In celebration of that time of year when one gets to indulge with abandon in bunnies, chicks, and all things "cute, pretty, and pastel," my children and I have been creating myriad Easter projects. But this is one I did all on my own when they were at school: delicate, tiny Easter posies hanging from the window, a welcoming homage to spring.
Photographs by Justine Hand.
Above: Since your egg vases are fairly small, check them daily for water.
Above: A completed posy in its little egg vase awaits a sunny spot in the window.
Above: For this project all you need is: ribbon, flowers, scissors, glue, and some cleaned eggs shells with the tops taken off (like a soft boiled egg.) We collected our eggs over several breakfasts. Don't worry about creating even edges; the flowers will hide them.
Above: I selected Studio Carta's 2/8" Width Cotton Ribbon in sophisticated hues, such as this "iron" spool pictured here. I also chose: marigold, sage, pool, chartreuse, and ice at $9 each for five yards.
First, measure a length of ribbon from the top of your window to the height at which you want to hang the egg vases. Double this length and cut. I found it best to stagger lengths slightly.
Above: Place glue across the lengthwise circumference of the egg. Then place the middle of your ribbon at the bottom center of the egg and press down to glue along the sides.
Above: To make sure that the glue adheres to the sides, cross the ribbons over the top of each egg and let the eggs dry for several hours.
Above: Taking your flowers, assemble them into a small bouquet. Measure the stems against your egg to make sure that each bouquet sits right in your vase. (Ideally, this forager would have loved to use vernal garden flowers, such as crocus and narcissus.
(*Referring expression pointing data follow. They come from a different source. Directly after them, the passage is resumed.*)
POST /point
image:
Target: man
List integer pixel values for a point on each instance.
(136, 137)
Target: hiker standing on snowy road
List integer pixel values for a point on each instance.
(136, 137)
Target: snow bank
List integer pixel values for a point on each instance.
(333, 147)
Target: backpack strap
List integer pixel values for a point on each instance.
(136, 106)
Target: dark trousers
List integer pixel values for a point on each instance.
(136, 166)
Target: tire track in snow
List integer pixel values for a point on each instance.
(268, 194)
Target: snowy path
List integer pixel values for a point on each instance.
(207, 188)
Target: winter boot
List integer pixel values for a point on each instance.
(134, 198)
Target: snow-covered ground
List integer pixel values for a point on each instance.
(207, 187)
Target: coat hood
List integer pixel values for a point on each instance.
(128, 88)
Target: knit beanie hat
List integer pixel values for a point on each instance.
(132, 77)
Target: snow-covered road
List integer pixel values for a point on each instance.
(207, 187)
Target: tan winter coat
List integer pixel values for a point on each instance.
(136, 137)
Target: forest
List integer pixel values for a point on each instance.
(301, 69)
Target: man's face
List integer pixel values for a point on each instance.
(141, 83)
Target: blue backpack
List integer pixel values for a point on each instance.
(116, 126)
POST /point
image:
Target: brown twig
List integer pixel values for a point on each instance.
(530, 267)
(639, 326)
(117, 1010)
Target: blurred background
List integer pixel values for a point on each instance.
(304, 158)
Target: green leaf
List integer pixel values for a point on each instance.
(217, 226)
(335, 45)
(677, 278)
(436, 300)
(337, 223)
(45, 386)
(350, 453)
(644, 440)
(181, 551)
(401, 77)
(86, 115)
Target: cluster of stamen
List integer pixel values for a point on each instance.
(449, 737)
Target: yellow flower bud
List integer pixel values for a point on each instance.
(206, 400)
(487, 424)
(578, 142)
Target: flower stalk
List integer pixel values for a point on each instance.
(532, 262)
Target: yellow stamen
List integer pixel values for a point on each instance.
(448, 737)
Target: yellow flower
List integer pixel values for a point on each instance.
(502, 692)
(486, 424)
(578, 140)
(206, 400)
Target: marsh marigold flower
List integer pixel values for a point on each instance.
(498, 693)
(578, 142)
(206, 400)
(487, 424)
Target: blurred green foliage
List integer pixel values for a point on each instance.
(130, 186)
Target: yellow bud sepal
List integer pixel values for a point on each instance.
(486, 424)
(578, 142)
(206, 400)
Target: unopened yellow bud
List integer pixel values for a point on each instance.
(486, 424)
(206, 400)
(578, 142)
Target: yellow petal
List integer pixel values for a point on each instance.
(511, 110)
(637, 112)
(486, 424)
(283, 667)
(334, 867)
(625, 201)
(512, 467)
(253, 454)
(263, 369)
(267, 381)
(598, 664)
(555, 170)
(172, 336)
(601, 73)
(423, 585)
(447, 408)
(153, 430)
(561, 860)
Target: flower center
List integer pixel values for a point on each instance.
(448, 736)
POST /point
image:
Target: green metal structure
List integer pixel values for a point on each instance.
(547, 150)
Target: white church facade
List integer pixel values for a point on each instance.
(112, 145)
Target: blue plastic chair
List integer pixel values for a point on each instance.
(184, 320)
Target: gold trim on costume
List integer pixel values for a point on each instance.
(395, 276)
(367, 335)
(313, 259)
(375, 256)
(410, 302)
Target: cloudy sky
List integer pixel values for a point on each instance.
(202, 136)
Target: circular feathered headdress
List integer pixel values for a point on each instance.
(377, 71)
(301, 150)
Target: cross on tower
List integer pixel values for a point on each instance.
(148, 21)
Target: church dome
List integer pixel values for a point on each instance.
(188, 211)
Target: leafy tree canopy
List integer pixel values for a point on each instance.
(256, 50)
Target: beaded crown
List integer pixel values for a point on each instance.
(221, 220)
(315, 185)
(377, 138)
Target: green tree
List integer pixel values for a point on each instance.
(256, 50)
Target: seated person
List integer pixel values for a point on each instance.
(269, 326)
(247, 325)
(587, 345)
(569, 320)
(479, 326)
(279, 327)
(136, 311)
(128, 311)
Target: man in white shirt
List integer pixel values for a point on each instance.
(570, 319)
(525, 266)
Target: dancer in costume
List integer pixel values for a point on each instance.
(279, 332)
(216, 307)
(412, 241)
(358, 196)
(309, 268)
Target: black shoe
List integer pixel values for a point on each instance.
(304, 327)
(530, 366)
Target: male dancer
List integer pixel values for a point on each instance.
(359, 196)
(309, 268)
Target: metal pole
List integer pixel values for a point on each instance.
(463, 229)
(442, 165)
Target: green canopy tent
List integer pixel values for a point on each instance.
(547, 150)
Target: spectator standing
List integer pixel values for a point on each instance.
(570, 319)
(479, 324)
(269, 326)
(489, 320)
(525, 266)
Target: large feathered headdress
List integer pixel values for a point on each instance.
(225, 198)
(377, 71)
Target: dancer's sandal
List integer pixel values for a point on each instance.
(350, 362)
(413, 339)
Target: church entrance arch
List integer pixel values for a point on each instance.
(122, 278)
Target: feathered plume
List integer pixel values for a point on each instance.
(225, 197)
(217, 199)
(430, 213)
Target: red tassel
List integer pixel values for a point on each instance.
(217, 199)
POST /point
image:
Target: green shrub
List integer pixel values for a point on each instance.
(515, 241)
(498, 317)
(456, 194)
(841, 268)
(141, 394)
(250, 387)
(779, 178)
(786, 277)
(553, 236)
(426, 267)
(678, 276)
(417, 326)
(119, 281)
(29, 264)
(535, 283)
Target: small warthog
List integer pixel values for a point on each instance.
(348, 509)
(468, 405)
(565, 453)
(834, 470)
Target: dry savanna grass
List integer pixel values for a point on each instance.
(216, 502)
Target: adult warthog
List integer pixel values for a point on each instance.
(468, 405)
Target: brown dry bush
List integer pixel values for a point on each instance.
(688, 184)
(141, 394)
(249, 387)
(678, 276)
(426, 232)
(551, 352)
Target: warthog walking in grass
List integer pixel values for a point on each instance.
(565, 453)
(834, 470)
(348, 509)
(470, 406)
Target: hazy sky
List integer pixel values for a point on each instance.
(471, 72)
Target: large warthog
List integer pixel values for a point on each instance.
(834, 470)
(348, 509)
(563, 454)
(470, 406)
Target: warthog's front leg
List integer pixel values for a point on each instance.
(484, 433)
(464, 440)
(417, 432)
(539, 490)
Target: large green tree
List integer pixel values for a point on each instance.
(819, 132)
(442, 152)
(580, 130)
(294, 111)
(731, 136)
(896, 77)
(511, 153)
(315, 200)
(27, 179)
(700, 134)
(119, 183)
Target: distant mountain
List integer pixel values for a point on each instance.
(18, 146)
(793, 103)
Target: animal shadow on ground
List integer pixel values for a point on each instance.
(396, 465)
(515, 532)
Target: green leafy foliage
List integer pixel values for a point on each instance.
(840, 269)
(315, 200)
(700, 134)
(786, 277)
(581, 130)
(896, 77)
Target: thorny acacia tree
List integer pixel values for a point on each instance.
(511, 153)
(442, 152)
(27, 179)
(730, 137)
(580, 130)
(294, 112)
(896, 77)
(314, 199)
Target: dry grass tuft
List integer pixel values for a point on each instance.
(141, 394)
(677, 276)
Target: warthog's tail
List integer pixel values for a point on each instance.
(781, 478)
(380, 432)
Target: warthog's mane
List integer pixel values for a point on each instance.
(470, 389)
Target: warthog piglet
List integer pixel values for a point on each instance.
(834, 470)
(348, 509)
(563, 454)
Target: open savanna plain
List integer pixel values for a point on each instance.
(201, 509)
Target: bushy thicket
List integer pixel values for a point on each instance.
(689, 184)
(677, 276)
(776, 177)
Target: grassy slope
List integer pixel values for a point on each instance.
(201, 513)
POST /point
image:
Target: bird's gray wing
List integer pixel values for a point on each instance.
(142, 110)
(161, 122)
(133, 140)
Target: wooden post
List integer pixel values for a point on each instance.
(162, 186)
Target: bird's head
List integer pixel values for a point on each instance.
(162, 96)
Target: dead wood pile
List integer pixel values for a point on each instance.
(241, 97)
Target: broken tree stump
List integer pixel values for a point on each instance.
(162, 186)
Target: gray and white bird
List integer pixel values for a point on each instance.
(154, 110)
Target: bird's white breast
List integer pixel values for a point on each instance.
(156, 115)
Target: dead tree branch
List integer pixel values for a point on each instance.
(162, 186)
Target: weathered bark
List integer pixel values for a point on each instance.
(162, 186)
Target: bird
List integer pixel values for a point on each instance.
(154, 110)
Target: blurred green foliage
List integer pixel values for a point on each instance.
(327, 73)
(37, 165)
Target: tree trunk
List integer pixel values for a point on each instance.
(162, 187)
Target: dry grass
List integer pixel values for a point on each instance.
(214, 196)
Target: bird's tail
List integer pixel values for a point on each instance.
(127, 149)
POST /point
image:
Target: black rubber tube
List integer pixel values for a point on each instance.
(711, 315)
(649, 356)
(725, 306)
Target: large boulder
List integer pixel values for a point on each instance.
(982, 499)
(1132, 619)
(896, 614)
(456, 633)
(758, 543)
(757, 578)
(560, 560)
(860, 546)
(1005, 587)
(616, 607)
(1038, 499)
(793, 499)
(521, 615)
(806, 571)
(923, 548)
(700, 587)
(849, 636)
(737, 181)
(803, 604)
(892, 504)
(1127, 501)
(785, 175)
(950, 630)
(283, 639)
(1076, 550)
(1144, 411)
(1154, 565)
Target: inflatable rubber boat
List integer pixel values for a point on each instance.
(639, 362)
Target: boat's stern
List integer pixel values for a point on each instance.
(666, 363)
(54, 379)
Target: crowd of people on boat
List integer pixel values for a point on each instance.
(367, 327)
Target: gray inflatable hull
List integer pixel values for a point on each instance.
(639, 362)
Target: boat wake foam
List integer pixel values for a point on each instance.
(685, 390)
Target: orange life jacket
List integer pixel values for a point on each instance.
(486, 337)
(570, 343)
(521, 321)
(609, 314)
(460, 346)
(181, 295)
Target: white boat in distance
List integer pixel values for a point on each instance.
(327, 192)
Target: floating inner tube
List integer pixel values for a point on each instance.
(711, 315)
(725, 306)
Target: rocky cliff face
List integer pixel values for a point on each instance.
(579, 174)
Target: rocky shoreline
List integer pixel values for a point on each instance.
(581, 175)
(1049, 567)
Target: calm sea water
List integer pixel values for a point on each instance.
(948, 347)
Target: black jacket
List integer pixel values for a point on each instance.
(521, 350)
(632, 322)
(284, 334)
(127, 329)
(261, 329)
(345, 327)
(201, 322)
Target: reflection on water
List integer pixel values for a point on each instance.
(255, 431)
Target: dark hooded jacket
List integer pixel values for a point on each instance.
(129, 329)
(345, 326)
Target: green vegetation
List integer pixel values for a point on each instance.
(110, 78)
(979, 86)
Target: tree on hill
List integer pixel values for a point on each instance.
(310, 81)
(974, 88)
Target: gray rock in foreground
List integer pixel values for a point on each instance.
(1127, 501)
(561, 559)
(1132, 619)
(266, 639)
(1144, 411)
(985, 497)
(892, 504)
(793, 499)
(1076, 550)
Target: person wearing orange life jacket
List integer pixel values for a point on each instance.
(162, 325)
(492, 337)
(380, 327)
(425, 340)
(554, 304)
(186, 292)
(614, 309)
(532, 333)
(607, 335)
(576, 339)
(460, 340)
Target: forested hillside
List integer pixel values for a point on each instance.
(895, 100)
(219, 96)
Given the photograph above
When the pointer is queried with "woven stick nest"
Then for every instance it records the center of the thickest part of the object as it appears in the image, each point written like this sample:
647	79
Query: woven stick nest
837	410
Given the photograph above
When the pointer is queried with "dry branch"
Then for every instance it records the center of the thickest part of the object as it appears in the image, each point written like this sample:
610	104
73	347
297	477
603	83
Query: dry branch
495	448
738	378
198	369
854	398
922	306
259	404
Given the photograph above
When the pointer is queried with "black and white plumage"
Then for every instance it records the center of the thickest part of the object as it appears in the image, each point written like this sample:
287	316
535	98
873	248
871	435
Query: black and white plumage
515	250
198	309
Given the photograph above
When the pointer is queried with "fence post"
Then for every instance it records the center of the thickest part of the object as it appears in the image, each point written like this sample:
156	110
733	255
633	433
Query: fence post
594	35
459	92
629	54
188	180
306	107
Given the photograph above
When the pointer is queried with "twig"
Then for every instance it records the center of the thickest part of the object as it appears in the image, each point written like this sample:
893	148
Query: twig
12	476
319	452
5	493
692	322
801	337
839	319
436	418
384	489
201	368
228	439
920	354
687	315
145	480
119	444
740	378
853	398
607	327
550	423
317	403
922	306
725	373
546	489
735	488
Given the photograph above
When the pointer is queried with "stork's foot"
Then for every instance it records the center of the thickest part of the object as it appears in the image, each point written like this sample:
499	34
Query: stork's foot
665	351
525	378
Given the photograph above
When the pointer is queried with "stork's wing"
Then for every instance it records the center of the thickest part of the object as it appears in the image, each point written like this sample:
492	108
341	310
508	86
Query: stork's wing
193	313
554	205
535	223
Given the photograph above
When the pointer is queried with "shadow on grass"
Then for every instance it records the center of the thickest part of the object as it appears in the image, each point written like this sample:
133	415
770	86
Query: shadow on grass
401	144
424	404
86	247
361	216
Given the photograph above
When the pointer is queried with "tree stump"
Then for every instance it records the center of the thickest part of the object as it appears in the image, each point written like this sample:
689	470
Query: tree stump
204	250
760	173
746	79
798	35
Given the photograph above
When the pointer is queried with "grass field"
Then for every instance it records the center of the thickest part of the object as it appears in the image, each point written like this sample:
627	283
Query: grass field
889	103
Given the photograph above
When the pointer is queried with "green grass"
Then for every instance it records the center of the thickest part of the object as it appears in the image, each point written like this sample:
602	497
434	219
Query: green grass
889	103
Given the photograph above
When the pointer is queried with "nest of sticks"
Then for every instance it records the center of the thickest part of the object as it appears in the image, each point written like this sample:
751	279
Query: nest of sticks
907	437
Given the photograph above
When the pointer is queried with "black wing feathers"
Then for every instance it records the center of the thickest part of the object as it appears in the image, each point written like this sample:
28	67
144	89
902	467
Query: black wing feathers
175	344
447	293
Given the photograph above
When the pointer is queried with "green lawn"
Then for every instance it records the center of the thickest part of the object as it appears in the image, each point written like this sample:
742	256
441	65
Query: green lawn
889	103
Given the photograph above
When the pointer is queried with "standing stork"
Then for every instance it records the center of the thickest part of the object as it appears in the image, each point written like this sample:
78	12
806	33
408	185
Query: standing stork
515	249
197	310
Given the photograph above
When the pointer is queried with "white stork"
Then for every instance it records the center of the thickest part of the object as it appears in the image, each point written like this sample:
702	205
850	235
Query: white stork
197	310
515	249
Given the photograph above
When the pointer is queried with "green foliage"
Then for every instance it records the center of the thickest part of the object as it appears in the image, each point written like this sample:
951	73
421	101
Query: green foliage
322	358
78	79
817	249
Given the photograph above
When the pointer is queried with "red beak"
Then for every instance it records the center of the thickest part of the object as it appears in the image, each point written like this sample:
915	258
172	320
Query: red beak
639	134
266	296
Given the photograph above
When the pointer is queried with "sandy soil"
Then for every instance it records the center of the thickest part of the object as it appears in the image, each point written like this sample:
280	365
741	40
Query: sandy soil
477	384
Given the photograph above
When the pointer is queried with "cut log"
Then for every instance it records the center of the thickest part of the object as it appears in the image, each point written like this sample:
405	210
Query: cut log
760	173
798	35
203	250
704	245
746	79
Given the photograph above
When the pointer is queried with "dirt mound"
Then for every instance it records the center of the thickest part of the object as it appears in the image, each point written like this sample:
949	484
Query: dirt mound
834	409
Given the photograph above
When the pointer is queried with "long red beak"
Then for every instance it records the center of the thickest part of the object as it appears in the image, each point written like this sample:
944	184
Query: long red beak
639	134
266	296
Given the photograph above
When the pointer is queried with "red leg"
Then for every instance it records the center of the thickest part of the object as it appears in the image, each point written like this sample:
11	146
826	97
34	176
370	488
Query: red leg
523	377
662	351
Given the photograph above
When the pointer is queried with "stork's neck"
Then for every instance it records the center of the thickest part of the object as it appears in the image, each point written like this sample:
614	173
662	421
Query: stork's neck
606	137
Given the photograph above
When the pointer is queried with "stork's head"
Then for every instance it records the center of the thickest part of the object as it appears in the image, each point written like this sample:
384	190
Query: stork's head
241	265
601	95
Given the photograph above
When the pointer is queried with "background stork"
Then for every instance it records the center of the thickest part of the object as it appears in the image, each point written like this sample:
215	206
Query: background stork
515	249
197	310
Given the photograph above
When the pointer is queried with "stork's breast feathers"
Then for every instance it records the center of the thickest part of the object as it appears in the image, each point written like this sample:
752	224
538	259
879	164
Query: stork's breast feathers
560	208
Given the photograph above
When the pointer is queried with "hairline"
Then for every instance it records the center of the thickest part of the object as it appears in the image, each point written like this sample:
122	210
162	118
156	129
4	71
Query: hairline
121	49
But since springtime drags its feet here in New England, I selected a mix of blooms, herbs, and branches from Whole Foods and Trader Joe's.
Above: Place the posy in the egg and water it. I found that my soy sauce pitcher was perfect for this task.
Above: Repeat with other arrangements. Here I used pussy willow, an orange tulip, and sage.
Above: An aster, cherry blossom, and pussy willow arrangement sits next to my original pink tulip bouquet.
Above: My finished posies.
N.B.: You could adapt this project and use similar egg vases (with shorter ribbons perhaps) to create a blooming centerpiece for your Easter table or even place them in egg cups to use as place card holders.
Above: Tie off the ends of your ribbons in a small bow and hang them with a tack (yes, it's strong enough) in the window. (Now, if only that snow outside the window would melt!)
N.B. I think it would be lovely to adapt this project with a Fragrant Bouquet for a Baby like this one by Erin.